# What is this gadget?



## roadfix (Dec 3, 2015)

Heavy, beautifully forged, brushed stainless steel "holder/pourer" with metal strainer.    This thing is hinged at the middle of the handle and splits open to expose the opening of the glass container.    This thing is well crafted.  No markings anywhere.
Glass isn't marked pyrex so I'm not sure it can handle boiling liquid.
A friend of mine picked this up at thrift shop for $4.   What is this thing?


----------



## Katie H (Dec 3, 2015)

My first thought is it is a device for mixing thickeners before being added to a sauce/gravy, etc.

Fill the glass cylinder with broth/water/whatever, then add flour, cornstarch arrowroot, etc.   Shake vigorously and pour into your dish.  I would imagine the strainer portion might prevent any lumps from making their way into the pan.  Just shake and pour.

Just a guess.


----------



## Dawgluver (Dec 3, 2015)

It's pretty enough to use as a bracelet.  Otherwise, I got nuthin'.


----------



## Zhizara (Dec 3, 2015)

Yikes!  It kind of looks like a torture device.  I hope someone comes up with a realistic answer.

Katie, you may be right, but it seems pretty involved for such a simple chore?

Duh!  I really, really don't know.


----------



## Andy M. (Dec 3, 2015)

How big is it??


----------



## cinisajoy (Dec 4, 2015)

Does it seal?
Does it come apart?
Does it leak?


----------



## creative (Dec 4, 2015)

Are you sure it is a culinary gadget?  If so, I might be inclined to take it to a good quality cookware shop and enquire further there.


----------



## medtran49 (Dec 4, 2015)

Maybe a "modern" wine decanter?


----------



## roadfix (Dec 4, 2015)

medtran49 said:


> Maybe a "modern" wine decanter?



That was my initial thought.   
You can pour liquid into the glass which completely separates from the holder.    But really doesn't make much sense to go through that step just to pour wine into it.    There are so many cool, unique looking decanters out there.

It's about 12" in length with rubber O ring seals at both ends of the glass.   The strainer can pass particles up to 1mm in diameter.  

Perhaps there's a missing component to this thing?


----------



## creative (Dec 4, 2015)

A cocktail maker?


----------



## Janet H (Dec 4, 2015)

Interesting.  Why do you think it's kitchen gear?  Maybe lab equipment of some sort?

If I had to guess I would say an oil server/pourer of some sort.  There 's a local restaurant that serves bread with herbed olive oil at the beginning of the meal - there's a rosemary stem in the oil and this would be a nice way to serve.


----------



## Silversage (Dec 4, 2015)

Wine decanter?


----------



## roadfix (Dec 4, 2015)

Janet H said:


> Interesting.  Why do you think it's kitchen gear?  Maybe lab equipment of some sort?
> 
> If I had to guess I would say an oil server/pourer of some sort.  There 's a local restaurant that serves bread with herbed olive oil at the beginning of the meal - there's a rosemary stem in the oil and this would be a nice way to serve.



I think it is too elegant to be a piece of lab equipment.    

I like the idea of being an oil pourer.   That makes sense.  
Only thing is the 1 inch diameter spout is rather large to pour oil at the table.....?  I don't know.


----------



## Cheryl J (Dec 4, 2015)

creative said:


> A cocktail maker?


 
That's kind of what I was thinking....a novelty martini shaker?


----------



## Chef Munky (Dec 4, 2015)

Does it have any brands imprinted on it?
Made in china..Check Williams and Sonoma.They always have interesting gadgets.

Could it possibly be a grease and small particle separator?
For those that just can't stand to have anything good added to their gravy.

Neurotics!

Second thought is.
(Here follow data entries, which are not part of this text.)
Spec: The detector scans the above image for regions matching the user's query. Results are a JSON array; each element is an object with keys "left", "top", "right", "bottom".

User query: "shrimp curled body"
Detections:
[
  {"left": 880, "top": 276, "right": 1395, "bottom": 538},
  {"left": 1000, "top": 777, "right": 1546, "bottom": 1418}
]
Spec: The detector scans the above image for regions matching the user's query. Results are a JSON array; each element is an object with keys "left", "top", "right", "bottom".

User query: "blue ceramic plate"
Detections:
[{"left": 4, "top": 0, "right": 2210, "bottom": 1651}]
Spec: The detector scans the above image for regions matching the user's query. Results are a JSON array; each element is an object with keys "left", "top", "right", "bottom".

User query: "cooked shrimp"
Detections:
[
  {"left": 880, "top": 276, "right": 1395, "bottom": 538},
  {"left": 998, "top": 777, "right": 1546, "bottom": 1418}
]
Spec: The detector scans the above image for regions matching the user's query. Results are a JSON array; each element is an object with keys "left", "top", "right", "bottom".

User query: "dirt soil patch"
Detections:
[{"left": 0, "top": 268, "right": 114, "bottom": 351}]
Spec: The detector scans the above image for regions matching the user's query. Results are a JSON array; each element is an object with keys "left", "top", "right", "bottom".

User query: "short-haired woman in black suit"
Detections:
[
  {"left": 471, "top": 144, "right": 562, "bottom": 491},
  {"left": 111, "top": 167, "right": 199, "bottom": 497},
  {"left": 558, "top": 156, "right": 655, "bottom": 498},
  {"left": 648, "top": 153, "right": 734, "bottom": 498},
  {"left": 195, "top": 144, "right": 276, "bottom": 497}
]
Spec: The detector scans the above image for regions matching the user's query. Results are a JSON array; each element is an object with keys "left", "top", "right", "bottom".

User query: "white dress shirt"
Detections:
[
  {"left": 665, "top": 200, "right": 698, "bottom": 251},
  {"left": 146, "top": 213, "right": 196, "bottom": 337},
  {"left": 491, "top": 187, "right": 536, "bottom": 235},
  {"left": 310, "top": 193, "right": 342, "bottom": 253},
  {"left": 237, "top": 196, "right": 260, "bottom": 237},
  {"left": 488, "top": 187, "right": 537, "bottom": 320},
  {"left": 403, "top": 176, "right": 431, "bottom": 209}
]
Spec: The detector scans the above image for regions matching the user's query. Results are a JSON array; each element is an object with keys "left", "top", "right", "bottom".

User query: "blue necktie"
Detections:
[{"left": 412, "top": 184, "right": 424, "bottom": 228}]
It's a      Hamster cage pocket sized Incubator.


----------



## jennyema (Dec 4, 2015)

Cheryl J said:


> That's kind of what I was thinking....a novelty martini shaker?


 
It doesn't seem big enough for all the ice and it doesn't have a strainer to keep the ice out of the martini glass, but otherwise that's exactly what it looks like to me ...


----------



## roadfix (Dec 4, 2015)

jennyema said:


> It doesn't seem big enough for all the ice and it doesn't have a strainer to keep the ice out of the martini glass, but otherwise that's exactly what it looks like to me ...



We thought of that too but it seem too impractical as a shaker.  It's a chore just to load the thing in the first place, unscrewing the retaining rode to break loose the glass jar.  The process seems too awkward to use as a cocktail shaker.  Also, there is no cap on the spout.

I still like the oil pourer idea.


----------



## jennyema (Dec 4, 2015)

roadfix said:


> Also, there is no cap on the spout.
> .


 

That would make the whole cocktail-shaking process interesting!


----------



## RPCookin (Dec 4, 2015)

A Google similar image search brings up everything from wedding rings to percussion cap pistols, but nothing that looks anything like the gadget we are trying to identify.  Any idea what the capacity of the  glass tube is?


----------



## roadfix (Dec 4, 2015)

RPCookin said:


> A Google similar image search brings up everything from wedding rings to percussion cap pistols, but nothing that looks anything like the gadget we are trying to identify.  Any idea what the capacity of the  glass tube is?



I would guess about 1/2 liter at most.


----------



## Kaneohegirlinaz (Dec 4, 2015)

This looks like a job for Christopher Kimball and the ATK team!

But seriously, have you taken this question to other food forums?


----------